Belco proposes to cut facilities charge for 44% of customers
Belco has put forward a proposal to cut its facilities charge for residential customers who use the least electricity — which could result in a lower electricity bill for an estimated 44 percent of households.
However, the 28 percent of households who are the largest consumers of electricity would see their bills rise by close to four percent as a result of an increase in the facilities charge for them.
Currently, the $33 fixed facilities charge applies to all residential customers, regardless of their energy usage. The charge covers the cost of specific infrastructure and business services required for each metered connection.
Belco's proposal was submitted today to the Energy Commission.
The proposed changes show Belco's estimates of the overall changes to customers' bills at different levels of electricity usage, when the change to the facilities charge is factored in:
Tier 1: 0-10 kWh per day — facilities charge goes from $33 to $15 — 21.1 percent reduction in overall bill (26% of customers)
Tier 2: 10-15 kWh per day — $33 to $25 — 5 percent reduction (18 percent of customers)
Tier 3: 15-25 kWh per day — $33 — Unchanged — NO CHANGE (28 percent of customers)
Tier 4: 25-50 kWh per day — $33 to $49.50 — 3.8 percent increase (22 percent of customers)
Tier 5: 50+ kWh per day — $33 to $75 — 3.9 percent increase (6 percent of customers)
In a statement released today, Belco said: “The new proposal is for a Graduated Facilities Charge that would reduce costs for lower-usage residential customers and slightly increase the overall cost for those who consume the highest number of kilowatt hours (kWh) per month.
“The proposal is in response to the call to assist lower income customers who struggle to meet monthly bills, during these difficult economic times. If it is approved by the Energy Commission, 44 percent of Belco customers will see reductions in their overall monthly electricity bills; 28 percent will be unaffected; 28 percent of the highest energy users will see their overall monthly electricity bills increase slightly, depending upon energy consumption.
If approved, the Graduated Facilities Charge would be based on each customer's average daily kilowatt kWh consumption over the previous 12-month period, which would be reassessed monthly, updating the Annual Rolling Average.
“The only exception to the proposed Graduated Facilities Charge is for customers on Belco's Net Metering Programme who will remain on a fixed $33 per month charge. Customers on the Net Metering Programme draw energy from the grid when needed and intermittently sell excess power back to the grid when their consumption is less than what is being produced by their personal renewable energy systems.”
Education and Economic Development Minister Grant Gibbons, whose staff have been in ongoing discussions with Belco, said he was pleased Belco had submitted the proposal on the facilities charge.

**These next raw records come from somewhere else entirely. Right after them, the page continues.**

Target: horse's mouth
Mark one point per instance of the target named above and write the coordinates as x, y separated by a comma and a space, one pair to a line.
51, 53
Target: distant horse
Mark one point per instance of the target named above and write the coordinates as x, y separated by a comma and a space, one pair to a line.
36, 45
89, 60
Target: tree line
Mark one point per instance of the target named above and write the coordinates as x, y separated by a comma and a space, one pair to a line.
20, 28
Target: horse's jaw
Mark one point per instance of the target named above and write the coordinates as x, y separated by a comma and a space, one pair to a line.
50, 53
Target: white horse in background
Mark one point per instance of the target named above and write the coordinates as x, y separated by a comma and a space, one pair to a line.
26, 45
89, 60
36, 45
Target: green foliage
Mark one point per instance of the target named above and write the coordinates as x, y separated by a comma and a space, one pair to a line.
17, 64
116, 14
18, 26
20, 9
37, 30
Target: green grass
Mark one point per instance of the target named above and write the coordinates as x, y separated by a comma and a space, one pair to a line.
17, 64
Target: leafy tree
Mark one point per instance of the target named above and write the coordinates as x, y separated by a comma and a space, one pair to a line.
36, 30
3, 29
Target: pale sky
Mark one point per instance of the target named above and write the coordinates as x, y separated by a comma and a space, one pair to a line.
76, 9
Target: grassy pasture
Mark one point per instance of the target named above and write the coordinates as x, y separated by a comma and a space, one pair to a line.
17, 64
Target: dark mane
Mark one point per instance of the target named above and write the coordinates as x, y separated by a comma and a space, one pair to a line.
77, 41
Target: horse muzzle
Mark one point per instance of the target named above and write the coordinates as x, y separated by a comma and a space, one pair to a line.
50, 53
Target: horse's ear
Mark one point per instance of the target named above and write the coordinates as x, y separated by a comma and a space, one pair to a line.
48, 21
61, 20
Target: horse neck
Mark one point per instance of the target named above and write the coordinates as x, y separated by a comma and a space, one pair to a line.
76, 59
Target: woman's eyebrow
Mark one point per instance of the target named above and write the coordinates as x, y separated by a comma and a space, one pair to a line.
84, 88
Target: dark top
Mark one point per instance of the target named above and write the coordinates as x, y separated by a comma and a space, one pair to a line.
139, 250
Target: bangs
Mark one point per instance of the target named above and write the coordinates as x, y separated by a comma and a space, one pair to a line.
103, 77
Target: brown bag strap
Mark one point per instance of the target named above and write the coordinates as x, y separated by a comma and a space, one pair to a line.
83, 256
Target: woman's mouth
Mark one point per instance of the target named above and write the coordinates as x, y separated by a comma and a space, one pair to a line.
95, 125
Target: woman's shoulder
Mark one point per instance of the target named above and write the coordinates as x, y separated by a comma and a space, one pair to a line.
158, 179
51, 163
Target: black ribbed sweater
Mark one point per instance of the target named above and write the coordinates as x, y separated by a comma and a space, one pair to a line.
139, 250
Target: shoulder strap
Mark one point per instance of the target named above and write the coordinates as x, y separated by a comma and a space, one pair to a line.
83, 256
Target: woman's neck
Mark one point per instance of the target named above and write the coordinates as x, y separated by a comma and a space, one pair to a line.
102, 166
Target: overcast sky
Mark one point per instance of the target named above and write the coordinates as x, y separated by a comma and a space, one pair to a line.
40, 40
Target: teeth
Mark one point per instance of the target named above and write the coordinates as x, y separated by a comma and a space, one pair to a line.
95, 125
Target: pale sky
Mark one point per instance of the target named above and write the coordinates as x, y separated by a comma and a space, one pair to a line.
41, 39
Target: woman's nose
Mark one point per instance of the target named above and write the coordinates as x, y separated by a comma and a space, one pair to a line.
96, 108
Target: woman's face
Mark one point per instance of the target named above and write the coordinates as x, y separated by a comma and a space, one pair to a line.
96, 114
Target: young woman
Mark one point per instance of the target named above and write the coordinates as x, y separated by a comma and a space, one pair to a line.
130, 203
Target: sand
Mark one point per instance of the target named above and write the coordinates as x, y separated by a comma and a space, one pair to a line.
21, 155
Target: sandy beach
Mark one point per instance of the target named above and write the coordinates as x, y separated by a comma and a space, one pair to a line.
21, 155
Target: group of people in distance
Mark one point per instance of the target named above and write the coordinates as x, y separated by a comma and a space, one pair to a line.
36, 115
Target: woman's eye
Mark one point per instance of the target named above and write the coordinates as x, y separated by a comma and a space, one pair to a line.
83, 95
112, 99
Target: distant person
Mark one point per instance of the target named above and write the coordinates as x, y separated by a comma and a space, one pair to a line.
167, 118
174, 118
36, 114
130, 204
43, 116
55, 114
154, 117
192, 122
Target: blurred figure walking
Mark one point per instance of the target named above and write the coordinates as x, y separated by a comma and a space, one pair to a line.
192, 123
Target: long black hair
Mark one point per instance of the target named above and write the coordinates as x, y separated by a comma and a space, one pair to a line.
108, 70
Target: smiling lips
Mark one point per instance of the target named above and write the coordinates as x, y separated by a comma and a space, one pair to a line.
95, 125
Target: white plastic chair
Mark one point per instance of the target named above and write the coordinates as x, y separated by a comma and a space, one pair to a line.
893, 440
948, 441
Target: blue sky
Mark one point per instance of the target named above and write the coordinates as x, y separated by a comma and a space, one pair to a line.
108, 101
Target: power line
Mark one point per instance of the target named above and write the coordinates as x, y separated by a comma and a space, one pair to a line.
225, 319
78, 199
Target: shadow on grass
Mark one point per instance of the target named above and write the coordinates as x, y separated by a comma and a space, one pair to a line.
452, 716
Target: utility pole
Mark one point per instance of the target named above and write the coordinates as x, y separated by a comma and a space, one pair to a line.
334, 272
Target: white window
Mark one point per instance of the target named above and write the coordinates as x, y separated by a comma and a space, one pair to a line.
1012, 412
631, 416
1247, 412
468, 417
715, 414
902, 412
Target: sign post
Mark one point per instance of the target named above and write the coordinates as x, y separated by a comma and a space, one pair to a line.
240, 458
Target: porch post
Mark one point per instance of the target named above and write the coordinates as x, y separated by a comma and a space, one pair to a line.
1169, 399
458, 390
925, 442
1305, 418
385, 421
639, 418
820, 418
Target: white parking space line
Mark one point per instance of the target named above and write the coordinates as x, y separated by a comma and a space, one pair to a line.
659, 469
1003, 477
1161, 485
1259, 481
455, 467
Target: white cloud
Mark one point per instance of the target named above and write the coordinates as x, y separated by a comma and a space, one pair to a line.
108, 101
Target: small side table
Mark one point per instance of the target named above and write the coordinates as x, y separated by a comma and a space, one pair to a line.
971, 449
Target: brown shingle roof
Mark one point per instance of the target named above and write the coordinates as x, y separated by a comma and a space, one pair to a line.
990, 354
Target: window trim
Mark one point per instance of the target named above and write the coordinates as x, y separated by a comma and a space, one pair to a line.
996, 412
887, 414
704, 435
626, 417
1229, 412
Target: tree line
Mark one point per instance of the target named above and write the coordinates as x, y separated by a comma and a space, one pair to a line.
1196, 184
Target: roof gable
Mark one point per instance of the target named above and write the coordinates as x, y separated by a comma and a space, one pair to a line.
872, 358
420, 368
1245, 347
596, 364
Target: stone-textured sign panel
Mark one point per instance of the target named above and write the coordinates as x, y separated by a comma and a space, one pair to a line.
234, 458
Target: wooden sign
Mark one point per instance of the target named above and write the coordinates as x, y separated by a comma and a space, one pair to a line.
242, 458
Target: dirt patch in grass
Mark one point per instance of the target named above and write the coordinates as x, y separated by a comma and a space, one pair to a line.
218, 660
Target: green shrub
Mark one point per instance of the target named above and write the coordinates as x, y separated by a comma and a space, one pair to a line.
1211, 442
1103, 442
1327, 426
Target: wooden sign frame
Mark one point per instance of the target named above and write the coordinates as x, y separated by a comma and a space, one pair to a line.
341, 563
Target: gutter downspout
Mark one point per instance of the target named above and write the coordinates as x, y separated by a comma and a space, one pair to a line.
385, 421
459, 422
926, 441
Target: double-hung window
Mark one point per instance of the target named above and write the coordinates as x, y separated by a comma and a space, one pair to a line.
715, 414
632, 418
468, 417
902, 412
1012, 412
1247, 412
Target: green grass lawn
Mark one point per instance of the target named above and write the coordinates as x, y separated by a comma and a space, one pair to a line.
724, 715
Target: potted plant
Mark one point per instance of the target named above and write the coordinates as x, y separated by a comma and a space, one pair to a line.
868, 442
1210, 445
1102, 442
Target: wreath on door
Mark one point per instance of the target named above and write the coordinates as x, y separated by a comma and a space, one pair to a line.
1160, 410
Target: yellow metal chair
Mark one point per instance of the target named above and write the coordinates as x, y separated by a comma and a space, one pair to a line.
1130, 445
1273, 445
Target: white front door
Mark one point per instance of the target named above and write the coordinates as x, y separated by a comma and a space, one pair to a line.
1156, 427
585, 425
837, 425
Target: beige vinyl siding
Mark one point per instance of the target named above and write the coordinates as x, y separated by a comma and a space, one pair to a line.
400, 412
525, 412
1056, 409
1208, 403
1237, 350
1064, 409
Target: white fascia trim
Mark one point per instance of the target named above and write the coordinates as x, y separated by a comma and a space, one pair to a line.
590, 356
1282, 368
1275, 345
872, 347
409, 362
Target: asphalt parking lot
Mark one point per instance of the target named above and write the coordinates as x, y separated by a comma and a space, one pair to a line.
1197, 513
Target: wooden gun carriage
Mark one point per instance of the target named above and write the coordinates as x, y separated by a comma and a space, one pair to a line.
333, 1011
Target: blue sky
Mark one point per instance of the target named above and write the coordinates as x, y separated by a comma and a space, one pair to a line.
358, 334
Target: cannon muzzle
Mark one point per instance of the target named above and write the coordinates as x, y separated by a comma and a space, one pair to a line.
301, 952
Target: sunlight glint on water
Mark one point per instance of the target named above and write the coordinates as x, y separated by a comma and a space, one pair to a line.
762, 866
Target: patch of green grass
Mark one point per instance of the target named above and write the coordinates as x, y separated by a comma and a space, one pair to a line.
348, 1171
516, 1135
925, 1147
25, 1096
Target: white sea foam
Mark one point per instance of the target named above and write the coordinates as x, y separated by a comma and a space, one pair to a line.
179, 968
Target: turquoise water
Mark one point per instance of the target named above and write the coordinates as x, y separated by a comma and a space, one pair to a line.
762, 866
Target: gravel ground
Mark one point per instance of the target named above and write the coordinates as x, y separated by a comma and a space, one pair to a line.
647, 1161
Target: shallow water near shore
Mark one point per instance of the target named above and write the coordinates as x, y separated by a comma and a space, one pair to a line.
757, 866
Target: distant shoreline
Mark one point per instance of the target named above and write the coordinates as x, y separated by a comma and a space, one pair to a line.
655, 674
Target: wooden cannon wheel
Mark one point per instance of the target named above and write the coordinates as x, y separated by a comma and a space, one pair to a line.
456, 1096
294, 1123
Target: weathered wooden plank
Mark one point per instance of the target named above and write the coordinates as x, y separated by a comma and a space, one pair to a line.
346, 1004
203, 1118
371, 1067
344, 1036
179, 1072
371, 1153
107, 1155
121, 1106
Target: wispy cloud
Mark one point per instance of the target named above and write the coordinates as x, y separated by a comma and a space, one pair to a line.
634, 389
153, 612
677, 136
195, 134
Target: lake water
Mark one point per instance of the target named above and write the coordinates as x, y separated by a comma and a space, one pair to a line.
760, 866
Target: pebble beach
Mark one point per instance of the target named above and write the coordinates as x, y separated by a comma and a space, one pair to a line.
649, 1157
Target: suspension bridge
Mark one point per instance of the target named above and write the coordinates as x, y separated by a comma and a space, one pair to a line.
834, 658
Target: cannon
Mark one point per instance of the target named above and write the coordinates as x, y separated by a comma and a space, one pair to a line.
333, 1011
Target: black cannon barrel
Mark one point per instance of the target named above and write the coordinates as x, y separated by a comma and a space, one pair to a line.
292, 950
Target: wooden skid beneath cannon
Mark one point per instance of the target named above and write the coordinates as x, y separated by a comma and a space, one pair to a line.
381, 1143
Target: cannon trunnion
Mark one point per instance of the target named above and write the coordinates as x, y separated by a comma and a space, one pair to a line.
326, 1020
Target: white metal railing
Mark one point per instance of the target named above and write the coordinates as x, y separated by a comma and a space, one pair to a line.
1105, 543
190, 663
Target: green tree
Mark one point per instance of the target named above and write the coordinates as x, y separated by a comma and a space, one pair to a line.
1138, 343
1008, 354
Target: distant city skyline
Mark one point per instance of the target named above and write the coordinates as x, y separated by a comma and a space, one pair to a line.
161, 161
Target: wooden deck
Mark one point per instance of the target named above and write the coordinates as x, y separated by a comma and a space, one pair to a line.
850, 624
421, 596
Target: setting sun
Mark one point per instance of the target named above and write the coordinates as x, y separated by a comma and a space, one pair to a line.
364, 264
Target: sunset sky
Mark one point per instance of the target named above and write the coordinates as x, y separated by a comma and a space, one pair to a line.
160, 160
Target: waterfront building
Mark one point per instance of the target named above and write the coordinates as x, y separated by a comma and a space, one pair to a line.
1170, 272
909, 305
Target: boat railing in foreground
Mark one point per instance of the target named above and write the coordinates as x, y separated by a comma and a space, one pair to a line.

“We believe that if approved, this proposal will provide some helpful cost relief for those residential customers who are low users of electricity and who tend to be seniors, as well as families and individuals in the lower income brackets,” Dr Gibbons said.
“It would be premature to comment further because it is the Energy Commission who must consider and rule on the submission by Belco.
“While we await the Commission's decision, I will add that the Ministry and the Department of Energy is working hard to ensure that we move Bermuda in a positive direction and that we implement strategies that ensure a more sustainable energy future.
“The goal is to lower the cost of energy for all individuals, businesses and organisations while maintaining the reliability that we have come to expect in our energy supply.”
The utility's proposed changes come in the wake of Finance Minister's Bob Richards' claim in his Budget statement that Belco's “inefficiency is eroding Bermuda's competitive position as a jurisdiction that provides value to customers”.
The high cost of electricity was “a great burden for the Bermudian people whose buying power is reduced due to the high cost of just keeping the lights on”, Mr Richards said.